Welcome to the TechDesk - LLM Powered Recommendation System repository! This project aims to provide personalized and expert advice to users who are looking to purchase large-ticket items online, particularly focusing on electronics. The system utilizes advanced natural language processing techniques, including instructor XL for document embeddings and Google Flan XL or GPT-3.5 for conversational interactions.

Project Overview

The TechDesk Recommendation System involves two key components:

  • Document Embedding: Expert documents are processed using instructor XL to create meaningful embeddings. These embeddings are then stored in the FAISS (Facebook AI Similarity Search) index for efficient retrieval.
  • Conversational AI: The system interacts with end users through Google Flan XL or GPT-3.5, leveraging the stored embeddings to provide personalized recommendations and expert advice in real-time.

Motivation

The motivation behind the TechDesk project stemmed from the widespread hesitation among users to purchase high-value items online. The lack of confidence in making informed decisions hindered online sales growth. By offering personalized and expert advice through an AI-powered recommendation system, we aim to bridge this gap and empower users to make well-informed online purchasing decisions.

Market Research

Our initial market research indicated that 62% of individuals were not confident in buying large ticket items online.
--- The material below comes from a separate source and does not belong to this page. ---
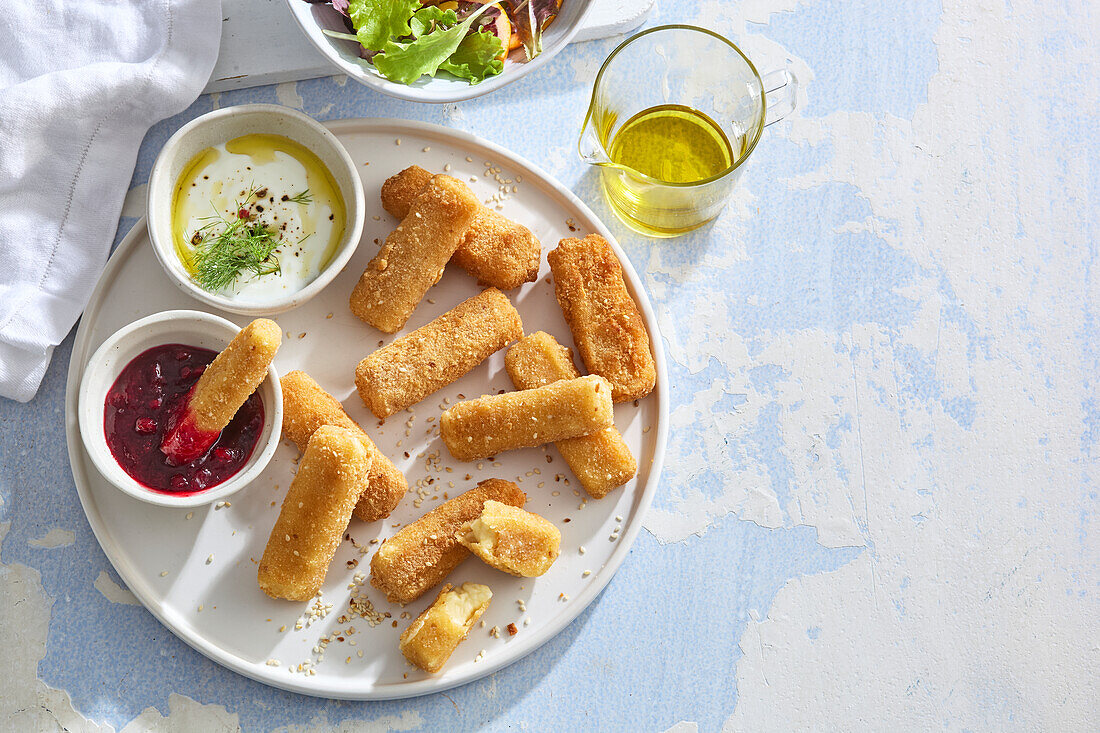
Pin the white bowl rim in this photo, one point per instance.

To delve deeper, we conducted a user survey to understand the reasons behind this hesitation: image

User Survey

In our user survey:

  • 91.1% of respondents expressed their willingness to make online purchases if provided with personalized and expert advice on demand.
  • 70% of respondents who were interested in online buying had never purchased electronics online.

These findings underscored the potential for a recommendation system that could address users' concerns and provide expert guidance during their online shopping journey.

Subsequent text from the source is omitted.